Determining the Embrittlement Temperature of Asphalt Binders Using an Acoustic Emission Approach

An acoustic emission (AE) approach to estimate the embrittlement temperature of asphalt binders is presented. Thin films of asphalt binders were bonded to various substrates and exposed to decreasing temperatures, starting at 20 °C and decreasing to approximately -50 °C. Differential thermal contraction between the substrate and asphalt binder sample under this cooling regimen induces thermal stress in the binder resulting in thermal crack formation, which is accompanied by a release of elastic energy in the form of transient waves. Using piezoelectric sensors (Digital Wave, Model B-1025), a four-channel acoustic emission system was used to record the acoustic emission activity during the cooling process. Assuming the embrittlement temperature to be the temperature at which the AE signal energy exceeds a pre-selected threshold energy level, this AE testing approach was found to be sensitive and repeatable for predicting this parameter for a wide range of asphalt binders. Unlike existing protocols for determining the low temperature cracking behavior of binders, the presented AE approach does not require the use of sophisticated software for predicting thermal stresses, and no assumption is required regarding the testing cooling rate and the binder coefficient of thermal contraction.

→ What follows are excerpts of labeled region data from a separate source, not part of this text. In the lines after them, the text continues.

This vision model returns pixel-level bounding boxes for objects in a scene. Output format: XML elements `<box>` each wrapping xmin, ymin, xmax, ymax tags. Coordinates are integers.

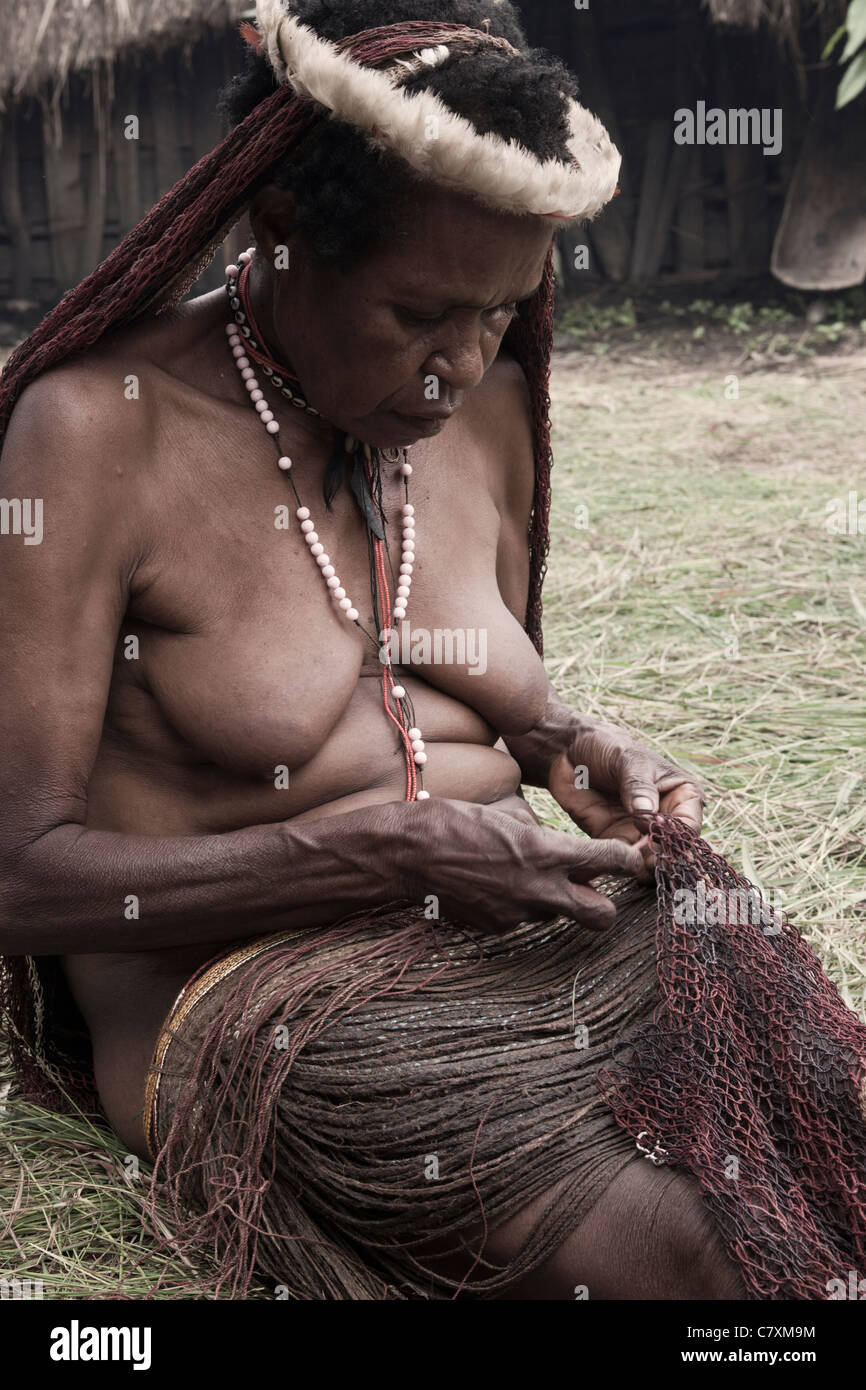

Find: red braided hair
<box><xmin>0</xmin><ymin>21</ymin><xmax>553</xmax><ymax>1111</ymax></box>
<box><xmin>0</xmin><ymin>19</ymin><xmax>553</xmax><ymax>652</ymax></box>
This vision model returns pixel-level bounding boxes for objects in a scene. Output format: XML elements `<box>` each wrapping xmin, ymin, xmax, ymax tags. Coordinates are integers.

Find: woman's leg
<box><xmin>430</xmin><ymin>1158</ymin><xmax>745</xmax><ymax>1301</ymax></box>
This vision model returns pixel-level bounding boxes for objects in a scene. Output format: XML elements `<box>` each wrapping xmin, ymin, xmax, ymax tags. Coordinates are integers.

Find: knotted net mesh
<box><xmin>599</xmin><ymin>816</ymin><xmax>866</xmax><ymax>1300</ymax></box>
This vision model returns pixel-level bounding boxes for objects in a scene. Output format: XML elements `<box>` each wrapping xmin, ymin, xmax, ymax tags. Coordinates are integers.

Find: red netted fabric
<box><xmin>599</xmin><ymin>816</ymin><xmax>866</xmax><ymax>1300</ymax></box>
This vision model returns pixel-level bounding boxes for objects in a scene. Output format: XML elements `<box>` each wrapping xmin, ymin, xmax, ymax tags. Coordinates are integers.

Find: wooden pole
<box><xmin>566</xmin><ymin>10</ymin><xmax>634</xmax><ymax>281</ymax></box>
<box><xmin>81</xmin><ymin>67</ymin><xmax>108</xmax><ymax>279</ymax></box>
<box><xmin>0</xmin><ymin>107</ymin><xmax>33</xmax><ymax>299</ymax></box>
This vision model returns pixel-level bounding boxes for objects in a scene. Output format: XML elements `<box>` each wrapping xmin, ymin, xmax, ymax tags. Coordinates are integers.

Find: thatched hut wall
<box><xmin>0</xmin><ymin>0</ymin><xmax>845</xmax><ymax>307</ymax></box>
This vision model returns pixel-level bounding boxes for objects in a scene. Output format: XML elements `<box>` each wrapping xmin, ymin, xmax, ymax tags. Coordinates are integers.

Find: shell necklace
<box><xmin>225</xmin><ymin>247</ymin><xmax>430</xmax><ymax>801</ymax></box>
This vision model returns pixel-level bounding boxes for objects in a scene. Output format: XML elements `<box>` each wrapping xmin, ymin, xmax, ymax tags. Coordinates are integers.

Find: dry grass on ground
<box><xmin>525</xmin><ymin>343</ymin><xmax>866</xmax><ymax>1013</ymax></box>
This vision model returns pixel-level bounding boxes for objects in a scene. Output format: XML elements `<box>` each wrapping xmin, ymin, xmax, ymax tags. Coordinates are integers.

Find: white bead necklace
<box><xmin>225</xmin><ymin>250</ymin><xmax>430</xmax><ymax>801</ymax></box>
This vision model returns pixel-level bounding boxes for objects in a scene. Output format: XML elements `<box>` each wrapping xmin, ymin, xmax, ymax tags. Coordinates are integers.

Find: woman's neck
<box><xmin>247</xmin><ymin>254</ymin><xmax>334</xmax><ymax>446</ymax></box>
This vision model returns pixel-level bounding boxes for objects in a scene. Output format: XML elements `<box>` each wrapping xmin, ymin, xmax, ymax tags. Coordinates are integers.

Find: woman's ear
<box><xmin>249</xmin><ymin>183</ymin><xmax>295</xmax><ymax>265</ymax></box>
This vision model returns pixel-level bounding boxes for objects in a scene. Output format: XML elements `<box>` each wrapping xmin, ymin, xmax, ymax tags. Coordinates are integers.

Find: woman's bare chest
<box><xmin>114</xmin><ymin>425</ymin><xmax>546</xmax><ymax>777</ymax></box>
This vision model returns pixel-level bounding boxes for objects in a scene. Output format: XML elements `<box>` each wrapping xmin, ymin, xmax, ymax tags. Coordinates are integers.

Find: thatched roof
<box><xmin>703</xmin><ymin>0</ymin><xmax>844</xmax><ymax>43</ymax></box>
<box><xmin>0</xmin><ymin>0</ymin><xmax>253</xmax><ymax>100</ymax></box>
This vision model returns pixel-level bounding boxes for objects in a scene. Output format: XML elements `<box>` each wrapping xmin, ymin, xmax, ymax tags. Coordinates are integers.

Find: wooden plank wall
<box><xmin>518</xmin><ymin>0</ymin><xmax>820</xmax><ymax>288</ymax></box>
<box><xmin>0</xmin><ymin>0</ymin><xmax>820</xmax><ymax>307</ymax></box>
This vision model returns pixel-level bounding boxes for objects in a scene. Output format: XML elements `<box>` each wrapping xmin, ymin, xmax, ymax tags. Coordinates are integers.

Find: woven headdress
<box><xmin>247</xmin><ymin>0</ymin><xmax>621</xmax><ymax>221</ymax></box>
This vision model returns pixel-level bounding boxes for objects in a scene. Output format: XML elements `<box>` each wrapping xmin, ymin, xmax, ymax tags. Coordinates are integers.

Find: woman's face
<box><xmin>250</xmin><ymin>185</ymin><xmax>552</xmax><ymax>448</ymax></box>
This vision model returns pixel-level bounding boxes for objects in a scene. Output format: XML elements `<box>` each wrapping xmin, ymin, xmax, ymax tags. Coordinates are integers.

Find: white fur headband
<box><xmin>256</xmin><ymin>0</ymin><xmax>620</xmax><ymax>221</ymax></box>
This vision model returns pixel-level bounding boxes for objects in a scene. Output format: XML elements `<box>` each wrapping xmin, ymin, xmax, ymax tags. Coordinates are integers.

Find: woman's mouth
<box><xmin>392</xmin><ymin>410</ymin><xmax>455</xmax><ymax>435</ymax></box>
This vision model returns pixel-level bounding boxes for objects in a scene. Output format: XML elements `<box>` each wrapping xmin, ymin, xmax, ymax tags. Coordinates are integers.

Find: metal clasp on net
<box><xmin>637</xmin><ymin>1130</ymin><xmax>667</xmax><ymax>1168</ymax></box>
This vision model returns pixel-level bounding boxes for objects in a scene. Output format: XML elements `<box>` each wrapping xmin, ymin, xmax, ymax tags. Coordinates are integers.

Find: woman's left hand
<box><xmin>548</xmin><ymin>719</ymin><xmax>706</xmax><ymax>845</ymax></box>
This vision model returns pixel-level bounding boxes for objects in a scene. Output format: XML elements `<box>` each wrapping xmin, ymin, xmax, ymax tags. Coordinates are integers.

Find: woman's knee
<box><xmin>488</xmin><ymin>1159</ymin><xmax>744</xmax><ymax>1301</ymax></box>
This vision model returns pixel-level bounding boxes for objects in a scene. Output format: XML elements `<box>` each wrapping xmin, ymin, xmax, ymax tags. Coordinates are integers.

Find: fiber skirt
<box><xmin>145</xmin><ymin>883</ymin><xmax>656</xmax><ymax>1300</ymax></box>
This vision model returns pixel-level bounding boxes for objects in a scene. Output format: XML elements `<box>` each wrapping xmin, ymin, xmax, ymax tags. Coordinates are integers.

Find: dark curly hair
<box><xmin>220</xmin><ymin>0</ymin><xmax>577</xmax><ymax>270</ymax></box>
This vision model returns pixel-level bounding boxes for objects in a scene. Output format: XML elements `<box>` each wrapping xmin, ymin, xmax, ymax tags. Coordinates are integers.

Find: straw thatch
<box><xmin>0</xmin><ymin>0</ymin><xmax>252</xmax><ymax>101</ymax></box>
<box><xmin>703</xmin><ymin>0</ymin><xmax>845</xmax><ymax>47</ymax></box>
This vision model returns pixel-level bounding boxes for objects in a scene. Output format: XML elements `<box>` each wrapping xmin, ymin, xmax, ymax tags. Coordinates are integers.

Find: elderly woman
<box><xmin>0</xmin><ymin>0</ymin><xmax>861</xmax><ymax>1298</ymax></box>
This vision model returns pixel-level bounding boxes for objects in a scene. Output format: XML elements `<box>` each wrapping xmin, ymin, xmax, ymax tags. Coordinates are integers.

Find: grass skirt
<box><xmin>146</xmin><ymin>883</ymin><xmax>656</xmax><ymax>1300</ymax></box>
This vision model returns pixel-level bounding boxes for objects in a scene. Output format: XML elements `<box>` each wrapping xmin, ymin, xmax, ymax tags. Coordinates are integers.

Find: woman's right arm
<box><xmin>0</xmin><ymin>373</ymin><xmax>642</xmax><ymax>955</ymax></box>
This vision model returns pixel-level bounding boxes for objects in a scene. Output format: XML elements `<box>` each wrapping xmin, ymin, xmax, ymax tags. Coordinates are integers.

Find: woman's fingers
<box><xmin>542</xmin><ymin>830</ymin><xmax>646</xmax><ymax>883</ymax></box>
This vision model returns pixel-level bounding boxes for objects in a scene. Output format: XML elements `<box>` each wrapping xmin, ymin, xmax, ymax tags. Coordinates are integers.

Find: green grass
<box><xmin>525</xmin><ymin>346</ymin><xmax>866</xmax><ymax>1015</ymax></box>
<box><xmin>0</xmin><ymin>341</ymin><xmax>866</xmax><ymax>1298</ymax></box>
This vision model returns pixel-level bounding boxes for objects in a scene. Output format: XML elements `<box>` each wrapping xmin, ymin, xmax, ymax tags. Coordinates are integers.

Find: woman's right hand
<box><xmin>388</xmin><ymin>796</ymin><xmax>651</xmax><ymax>931</ymax></box>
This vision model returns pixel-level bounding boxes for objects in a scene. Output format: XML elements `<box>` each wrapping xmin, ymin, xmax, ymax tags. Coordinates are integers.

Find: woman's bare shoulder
<box><xmin>3</xmin><ymin>290</ymin><xmax>225</xmax><ymax>484</ymax></box>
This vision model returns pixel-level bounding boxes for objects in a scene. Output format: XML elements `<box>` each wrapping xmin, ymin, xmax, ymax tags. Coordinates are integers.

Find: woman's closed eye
<box><xmin>400</xmin><ymin>299</ymin><xmax>520</xmax><ymax>324</ymax></box>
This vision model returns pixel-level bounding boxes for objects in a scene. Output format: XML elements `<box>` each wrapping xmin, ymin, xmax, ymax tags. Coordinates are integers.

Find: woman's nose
<box><xmin>427</xmin><ymin>328</ymin><xmax>495</xmax><ymax>391</ymax></box>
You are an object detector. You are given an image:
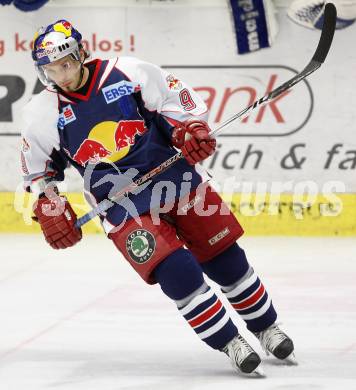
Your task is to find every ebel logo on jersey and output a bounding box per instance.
[102,80,141,104]
[58,104,77,129]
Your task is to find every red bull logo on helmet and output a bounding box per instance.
[72,120,147,166]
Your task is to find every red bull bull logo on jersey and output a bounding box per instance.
[72,120,147,166]
[115,120,147,151]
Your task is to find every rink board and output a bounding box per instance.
[0,192,356,236]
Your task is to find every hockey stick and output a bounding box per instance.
[76,3,336,228]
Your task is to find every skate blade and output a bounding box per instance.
[283,352,298,366]
[252,364,266,378]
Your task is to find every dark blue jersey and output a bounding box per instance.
[22,57,207,231]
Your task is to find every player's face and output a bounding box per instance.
[43,55,80,92]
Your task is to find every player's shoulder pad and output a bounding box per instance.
[22,89,59,137]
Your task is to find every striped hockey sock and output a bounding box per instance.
[179,286,237,349]
[222,267,277,332]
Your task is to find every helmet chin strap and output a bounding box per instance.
[74,61,84,90]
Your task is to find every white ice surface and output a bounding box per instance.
[0,235,356,390]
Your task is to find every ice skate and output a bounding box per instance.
[255,324,297,364]
[221,334,264,376]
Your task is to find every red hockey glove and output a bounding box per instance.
[33,196,82,249]
[172,119,216,165]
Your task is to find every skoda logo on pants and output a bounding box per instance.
[126,229,156,264]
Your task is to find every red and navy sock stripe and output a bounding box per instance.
[179,287,237,349]
[225,269,277,332]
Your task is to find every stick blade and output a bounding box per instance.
[313,3,336,64]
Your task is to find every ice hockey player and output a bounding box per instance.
[21,20,294,374]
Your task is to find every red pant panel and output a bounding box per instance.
[169,183,244,262]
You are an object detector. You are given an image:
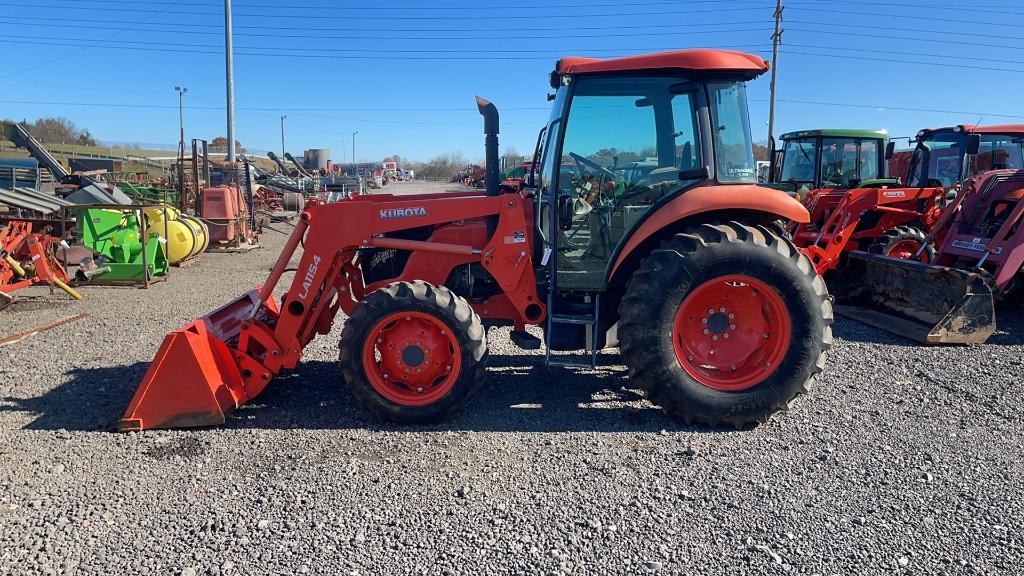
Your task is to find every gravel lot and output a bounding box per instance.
[0,180,1024,575]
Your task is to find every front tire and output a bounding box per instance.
[618,222,833,427]
[339,281,487,424]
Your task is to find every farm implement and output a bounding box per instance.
[119,50,833,430]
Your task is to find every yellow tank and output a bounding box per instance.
[145,207,210,264]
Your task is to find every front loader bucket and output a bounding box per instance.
[828,252,995,344]
[118,291,268,431]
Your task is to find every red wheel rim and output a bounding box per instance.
[362,312,462,406]
[886,240,928,262]
[672,275,792,392]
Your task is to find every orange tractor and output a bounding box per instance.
[0,220,82,310]
[120,50,833,430]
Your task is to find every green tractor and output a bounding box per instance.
[768,129,900,199]
[78,208,168,284]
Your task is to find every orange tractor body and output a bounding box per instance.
[120,50,831,430]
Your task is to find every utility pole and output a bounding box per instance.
[768,0,783,152]
[224,0,234,164]
[281,115,288,158]
[174,86,188,209]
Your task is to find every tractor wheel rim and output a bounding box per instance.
[672,275,793,392]
[886,240,928,262]
[362,312,462,406]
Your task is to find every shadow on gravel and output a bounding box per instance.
[833,308,1024,347]
[0,356,709,433]
[0,362,150,430]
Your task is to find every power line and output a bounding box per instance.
[792,6,1024,28]
[8,98,1024,120]
[785,48,1024,74]
[0,37,762,61]
[18,0,765,7]
[0,2,770,22]
[770,98,1024,118]
[0,0,188,80]
[6,31,770,54]
[787,20,1024,51]
[0,17,770,40]
[790,0,1024,15]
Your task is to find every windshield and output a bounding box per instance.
[781,138,818,183]
[708,82,758,182]
[820,138,881,188]
[907,130,1024,188]
[967,134,1024,177]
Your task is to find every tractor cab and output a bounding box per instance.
[770,130,898,198]
[121,50,833,429]
[535,53,763,292]
[905,124,1024,190]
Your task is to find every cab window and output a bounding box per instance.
[548,77,702,289]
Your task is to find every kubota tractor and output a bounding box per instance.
[769,129,946,275]
[120,50,833,430]
[837,168,1024,343]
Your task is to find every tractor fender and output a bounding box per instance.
[608,180,811,278]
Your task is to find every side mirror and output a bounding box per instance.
[679,166,711,180]
[967,134,981,156]
[558,194,573,232]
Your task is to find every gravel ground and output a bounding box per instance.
[0,180,1024,575]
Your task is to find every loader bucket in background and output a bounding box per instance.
[118,290,276,431]
[828,252,995,344]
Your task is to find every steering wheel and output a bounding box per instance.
[569,152,615,178]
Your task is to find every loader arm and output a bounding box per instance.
[120,194,546,429]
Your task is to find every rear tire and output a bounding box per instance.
[338,281,487,424]
[868,227,935,262]
[618,222,833,427]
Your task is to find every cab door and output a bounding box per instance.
[545,77,703,291]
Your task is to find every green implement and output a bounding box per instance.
[78,208,168,283]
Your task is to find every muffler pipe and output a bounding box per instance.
[476,96,501,196]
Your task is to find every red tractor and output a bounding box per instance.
[0,220,82,310]
[120,50,833,430]
[836,168,1024,344]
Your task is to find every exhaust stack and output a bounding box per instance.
[476,96,500,196]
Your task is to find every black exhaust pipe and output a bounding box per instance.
[476,96,501,196]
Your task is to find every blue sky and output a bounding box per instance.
[0,0,1024,161]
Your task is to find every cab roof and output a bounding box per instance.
[779,128,889,140]
[555,49,770,79]
[918,124,1024,139]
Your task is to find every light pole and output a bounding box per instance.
[224,0,234,165]
[174,86,188,206]
[281,115,288,158]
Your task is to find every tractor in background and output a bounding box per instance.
[836,168,1024,344]
[120,50,833,430]
[769,129,945,275]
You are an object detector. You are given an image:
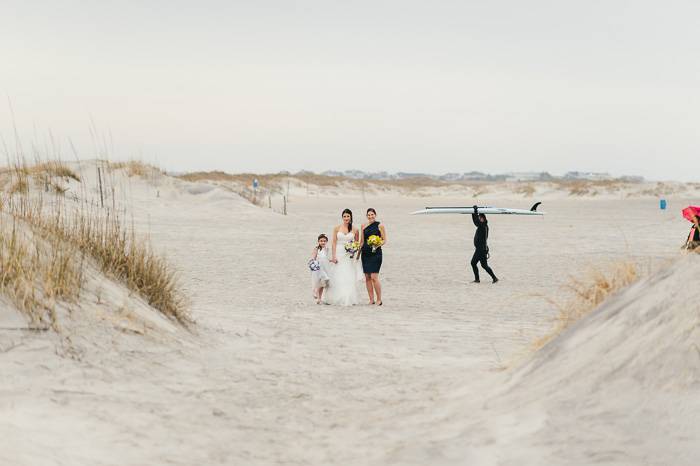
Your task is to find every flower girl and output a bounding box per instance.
[309,233,331,304]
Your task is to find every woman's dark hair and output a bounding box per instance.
[340,209,352,234]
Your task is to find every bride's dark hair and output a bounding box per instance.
[340,209,352,234]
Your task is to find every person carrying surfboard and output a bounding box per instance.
[471,206,498,283]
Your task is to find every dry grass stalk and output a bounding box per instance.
[524,260,644,356]
[0,158,191,327]
[0,214,84,326]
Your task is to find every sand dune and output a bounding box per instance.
[0,162,700,465]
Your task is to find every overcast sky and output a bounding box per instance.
[0,0,700,182]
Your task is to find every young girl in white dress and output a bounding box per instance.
[311,233,331,304]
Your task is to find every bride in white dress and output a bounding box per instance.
[323,209,364,306]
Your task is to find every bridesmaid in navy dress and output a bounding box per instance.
[359,207,386,306]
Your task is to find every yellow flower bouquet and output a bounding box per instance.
[345,241,360,255]
[367,235,382,252]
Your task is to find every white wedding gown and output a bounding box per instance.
[323,232,364,306]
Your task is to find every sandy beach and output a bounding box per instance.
[0,162,700,465]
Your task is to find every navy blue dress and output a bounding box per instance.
[360,222,382,273]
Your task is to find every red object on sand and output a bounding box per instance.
[683,205,700,222]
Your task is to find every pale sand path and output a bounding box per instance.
[0,177,688,464]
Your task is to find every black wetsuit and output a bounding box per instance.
[471,213,496,280]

The paper also explains how the procedure is being broadened to include asphalt mixture materials, and how the procedures developed may be used in a comprehensive pavement management system to accurately plan preventive maintenance and rehabilitation of asphalt surfaces to prevent propagating cracks and expensive repairs. The work is being conducted under the National Cooperative Highway Research Program (NCHRP) program titled Ideas Deserving Exploratory Analysis (IDEA).